Isle of Arrows knows how to stop you getting comfortable in a tower defence game

How do you stop people getting comfortable in a tower defence game? I think you know what I mean: that point where you’re deep into a game, your defences are well established, and anything that tries to get through this, your abattoir, is made mincemeat of. You, at that point, are effectively hands off, admiring what you’ve built, and all the game can do is bulk up the enemies and try to brute force its way through. But what if there was another way?

Isle of ArrowsDeveloper: GridpopPublisher: GridpopPlatform: Played on PCAvailability: Out now on Steam, coming 6th October to mobile

Isle of Arrows has an idea: a second base. Just as you’re beginning to slouch and get comfortable, it introduces another base, and it’s like starting all over again but at the same time as managing something else. Only now, you have one pool of resources to spread across both bases. Even more importantly: both bases share the same overall health pool. If enemies get through to your core in either one, you’ll take damage, and as you only have about 10 hearts, and one life, this is important.

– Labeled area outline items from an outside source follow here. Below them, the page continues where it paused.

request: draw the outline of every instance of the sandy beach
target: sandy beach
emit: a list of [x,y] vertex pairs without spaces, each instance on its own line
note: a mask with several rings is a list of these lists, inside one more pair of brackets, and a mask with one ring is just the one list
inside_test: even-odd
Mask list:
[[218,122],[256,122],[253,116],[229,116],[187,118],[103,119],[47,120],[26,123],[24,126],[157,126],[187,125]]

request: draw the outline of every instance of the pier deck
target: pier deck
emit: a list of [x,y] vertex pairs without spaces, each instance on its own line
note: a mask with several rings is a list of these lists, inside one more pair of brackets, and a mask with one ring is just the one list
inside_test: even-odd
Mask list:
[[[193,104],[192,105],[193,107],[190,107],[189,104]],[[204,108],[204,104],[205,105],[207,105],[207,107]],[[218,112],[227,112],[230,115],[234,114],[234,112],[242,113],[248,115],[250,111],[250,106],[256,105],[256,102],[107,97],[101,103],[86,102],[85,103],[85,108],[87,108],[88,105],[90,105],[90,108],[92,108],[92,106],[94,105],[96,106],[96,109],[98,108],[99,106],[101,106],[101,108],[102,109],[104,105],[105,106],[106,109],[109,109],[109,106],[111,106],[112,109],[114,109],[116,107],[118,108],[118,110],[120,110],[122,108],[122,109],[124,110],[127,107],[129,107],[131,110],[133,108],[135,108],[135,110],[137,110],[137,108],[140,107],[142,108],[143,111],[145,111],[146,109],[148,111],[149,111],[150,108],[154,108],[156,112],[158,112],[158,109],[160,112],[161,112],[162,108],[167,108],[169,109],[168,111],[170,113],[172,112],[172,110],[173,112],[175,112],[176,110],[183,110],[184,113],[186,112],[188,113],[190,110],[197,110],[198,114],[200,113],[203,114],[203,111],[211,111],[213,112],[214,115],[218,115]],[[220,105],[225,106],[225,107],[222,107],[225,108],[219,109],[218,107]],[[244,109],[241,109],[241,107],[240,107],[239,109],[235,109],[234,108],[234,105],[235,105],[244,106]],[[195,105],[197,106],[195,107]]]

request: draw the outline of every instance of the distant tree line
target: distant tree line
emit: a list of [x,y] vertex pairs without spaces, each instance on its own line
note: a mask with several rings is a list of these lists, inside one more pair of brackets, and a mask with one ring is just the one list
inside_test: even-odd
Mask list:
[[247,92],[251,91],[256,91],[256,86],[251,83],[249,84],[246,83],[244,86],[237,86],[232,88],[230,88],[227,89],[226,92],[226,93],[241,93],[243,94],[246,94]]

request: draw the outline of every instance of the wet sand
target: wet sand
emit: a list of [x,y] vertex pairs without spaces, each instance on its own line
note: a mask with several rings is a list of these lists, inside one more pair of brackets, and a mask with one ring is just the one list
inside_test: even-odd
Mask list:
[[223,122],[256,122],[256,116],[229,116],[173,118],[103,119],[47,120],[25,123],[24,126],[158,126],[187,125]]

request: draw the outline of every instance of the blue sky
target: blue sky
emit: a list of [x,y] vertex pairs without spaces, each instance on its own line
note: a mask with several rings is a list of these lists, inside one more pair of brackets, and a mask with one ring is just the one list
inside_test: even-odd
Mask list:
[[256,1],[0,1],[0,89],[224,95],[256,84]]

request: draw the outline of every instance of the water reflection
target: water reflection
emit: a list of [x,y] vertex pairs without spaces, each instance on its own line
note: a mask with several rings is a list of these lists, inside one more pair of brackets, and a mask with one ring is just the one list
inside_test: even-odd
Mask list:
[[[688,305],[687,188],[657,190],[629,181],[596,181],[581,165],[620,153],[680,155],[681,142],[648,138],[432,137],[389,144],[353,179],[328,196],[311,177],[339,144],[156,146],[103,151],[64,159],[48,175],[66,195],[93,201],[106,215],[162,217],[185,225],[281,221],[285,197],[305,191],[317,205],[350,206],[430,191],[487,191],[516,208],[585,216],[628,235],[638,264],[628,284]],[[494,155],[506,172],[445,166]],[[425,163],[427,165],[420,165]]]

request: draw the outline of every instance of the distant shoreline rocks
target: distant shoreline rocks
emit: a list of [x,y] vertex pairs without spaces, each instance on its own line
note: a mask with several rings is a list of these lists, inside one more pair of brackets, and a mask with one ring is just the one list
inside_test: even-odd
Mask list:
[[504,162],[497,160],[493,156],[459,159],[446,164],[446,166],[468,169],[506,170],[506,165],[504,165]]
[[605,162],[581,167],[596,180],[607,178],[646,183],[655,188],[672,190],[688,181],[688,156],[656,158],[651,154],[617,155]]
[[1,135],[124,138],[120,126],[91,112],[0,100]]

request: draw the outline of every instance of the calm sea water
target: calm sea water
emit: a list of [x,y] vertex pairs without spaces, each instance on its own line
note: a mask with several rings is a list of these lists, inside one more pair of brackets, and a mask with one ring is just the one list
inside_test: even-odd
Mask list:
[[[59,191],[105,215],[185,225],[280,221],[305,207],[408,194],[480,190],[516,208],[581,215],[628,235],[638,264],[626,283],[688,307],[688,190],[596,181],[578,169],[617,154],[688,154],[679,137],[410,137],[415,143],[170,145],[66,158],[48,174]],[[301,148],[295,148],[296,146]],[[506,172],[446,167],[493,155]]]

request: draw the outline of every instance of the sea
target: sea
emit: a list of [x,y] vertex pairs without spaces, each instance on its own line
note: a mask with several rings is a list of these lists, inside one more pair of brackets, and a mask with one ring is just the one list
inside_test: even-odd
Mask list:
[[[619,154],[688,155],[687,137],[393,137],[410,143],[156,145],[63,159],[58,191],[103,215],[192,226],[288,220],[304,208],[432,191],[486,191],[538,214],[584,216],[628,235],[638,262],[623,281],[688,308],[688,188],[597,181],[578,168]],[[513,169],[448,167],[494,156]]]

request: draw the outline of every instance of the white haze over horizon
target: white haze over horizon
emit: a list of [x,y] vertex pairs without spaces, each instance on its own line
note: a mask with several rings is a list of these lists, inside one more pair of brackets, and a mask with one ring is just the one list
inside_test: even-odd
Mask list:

In other words, the danger is doubled, and if you ignore one base for the other, and allow a bad situation to fester, you could quickly find yourself in a precarious situation indeed.

Isle of Arrows Gameplay Overview Watch on YouTube

But Isle of Arrows doesn’t stop there with the ideas: it also plays around heavily with space. You know how in a typical tower defence game, the space you defend is usually defined and set? Well here, it’s not. By laying new paths you can extend the runway enemies have to walk down, therefore increasing the distance and time it takes for them to reach your core. You can also wind paths around defences, getting maximum usage out of them. It’s not, however, as easy as it sounds.